Assume a linear regression model $y = X \theta^{*} + \epsilon$, where $X$ represents a feature matrix and $\theta$ represents a parameter vector.
Here we assume heteroskedasticity where $\epsilon \sim N(0, \Sigma^{*})$.
I also assume that $\Sigma^{*}$ is diagonal.
So far I got that the log-likelihood function can be simplified to something like this (when considering the argmax with respect to $\theta$): $$ LL = \sum_{i=1}^n \left( - \frac{1}{2}\ln(2\pi\sigma_{i}^{2}) - \frac{(y_i-(x_i \theta))^2}{2\sigma_{i}^2} \right)$$
... where $x_i$ represents the feature vector of observation $i$.

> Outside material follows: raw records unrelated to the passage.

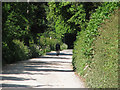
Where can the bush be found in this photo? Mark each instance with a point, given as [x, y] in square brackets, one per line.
[97, 63]
[14, 51]
[63, 46]
[35, 50]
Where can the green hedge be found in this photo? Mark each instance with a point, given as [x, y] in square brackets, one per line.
[14, 51]
[98, 65]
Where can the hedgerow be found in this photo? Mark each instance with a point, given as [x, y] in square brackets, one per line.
[85, 62]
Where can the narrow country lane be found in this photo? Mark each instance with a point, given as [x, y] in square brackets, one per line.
[49, 71]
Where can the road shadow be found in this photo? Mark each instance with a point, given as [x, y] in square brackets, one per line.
[54, 54]
[14, 78]
[14, 85]
[50, 57]
[31, 67]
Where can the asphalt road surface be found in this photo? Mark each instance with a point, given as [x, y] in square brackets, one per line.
[48, 71]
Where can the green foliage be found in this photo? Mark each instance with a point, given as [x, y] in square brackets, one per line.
[63, 46]
[18, 51]
[35, 51]
[97, 63]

But if I try to take the derivative with respect to $\theta$, and set it to 0, I'm not able to come up with a closed form expression of the MLE $\hat{\theta}$, as I can't seem to separate out the $\sigma_{i}$'s.
Am I missing something obvious / is it even possible? And also, how much would things change if I do not assume $\Sigma^{*}$ to be diagonal?
Update:
Following advice in the comments, and assuming $\Sigma$ is diagonal, I've concluded that
$$\hat{\theta} = (X^T \Sigma^{-1} X)^{-1} X^T \Sigma^{-1} y$$
and that
$$\hat{\Sigma} = Diag(\hat{\sigma^2_1}, ..., \hat{\sigma^2_N})$$
where
$$\hat{\sigma^2_i} = (y_i - x_i^T \hat{\theta})^2$$
which may or may not be correct. But if they are roughly correct, then the MLE of $\theta$ and MLE of $\Sigma$ seems to depend on each other, and in practice, let's say we're given some data of $y$ and $X$, how would we actually go about using these formulas?
According to these notes, "estimating" the weights, or the error variances, seems to actually be one of the harder steps in practice. Then I guess there isn't much point of me working out the MLE of $\hat{\Sigma}$?